Necesitamos conocer más detalles del asunto para establecer, en lenguaje jurídico, qué delito configura la decapitación del ratón. Por ejemplo, ¿de quién era el hamster? El ratón no era suyo, sino que pertenecía a cierta señorita Claire Calloway de diecisiete años. Todo parece indicar que este pormenor hace más culposa la acción de Harkin, pero no estamos seguros. Podría ser, por ejemplo, que la dueña del animal le hubiera pedido que lo mordiera. En ese, caso ¿desaparecería el delito? Adelanto que, según el juez, no desaparecería. Pero de todos modos falta claridad, faltan datos. Sobre todo, diría, falta establecer las circunstancias en que se produjo la acción. Necesitamos un motivo, ¿por qué lo hizo? Porque aun la respuesta; “no tuvo ningún motivo, lo hizo porque sí” es una respuesta, y muy ilustrativa de la personalidad del guillotinador. Casi toda información sobre Harkin ayuda a configurar el delito.

Pero sí hubo motivo. Fue una apuesta. Sucede que la señorita Calloway, feliz poseedora del ratón, es novia de James O’Neill, y este señor, de quien se ignora la edad, es primo de Harkin. Ahora bien, los primos apostaron veinte libras; si Harkin le arrancaba la cabeza al ratón de una mordida las ganaba, si no se atrevía a realizar la sangrienta acción, debía pagar. Y se atrevió, luego, ganó las veinte libras. Creo que es claro para cualquiera que, desde el punto de vista moral, el primo O’Neill queda mal parado, sobre todo por el desamor y la crueldad que exhibe hacia su novia, a la que debería cuidar y proteger, al cruzar una apuesta que comprometía a la mascota de su novia. Ignoramos, sin embargo, el grado de apego de la señorita Calloway hacia su ratón. Pero sería descabellado suponer, por ejemplo, que lo odiaba.

Ahora, ¿en qué circunstancias se dio la singular y cruel apuesta?, ¿fue en frío, una tarde de ocio? Nada de eso, el incidente se produjo durante una fiesta en Ellesmere Port, Cheshire. Una fiesta; cabe pensar que los primos habían, cuando menos, bebido y, por ende, no pensaban con claridad. ¿Crees que este es un atenuante? Desde el punto de vista moral, tal vez, desde el legal, no, el haber bebido no es atenuante de responsabilidad.

Sabemos de este asunto porque la señorita Calloway se querelló ante los tribunales. Haken negó los cargos. De donde se sigue que quería escapar, como sea, a la acción de la justicia y no mostraba arrepentimiento dostoyevskiano alguno. Pero los hechos se establecieron y fue hallado culpable.
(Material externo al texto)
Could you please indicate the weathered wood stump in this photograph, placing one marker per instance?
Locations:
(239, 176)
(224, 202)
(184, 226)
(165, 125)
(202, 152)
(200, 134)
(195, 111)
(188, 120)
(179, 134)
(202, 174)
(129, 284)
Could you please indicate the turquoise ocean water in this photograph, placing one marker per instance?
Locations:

¿Cuál fue el delito? El juez dictaminó “causar sufrimiento innecesario al ratón” y lo condenó a pagar una multa de 150 libras, más el costo del juicio, que ascendió a 600 libras. Además “se le prohibió tener animales a su cuidado por los próximos diez años”.

¿Ya quedó claro? Temo que no; la índole moral del alegre decapitador es todavía neblinosa y, por lo tanto, también lo es la sustancia moral de su acción. Tendríamos que conocer más detalles.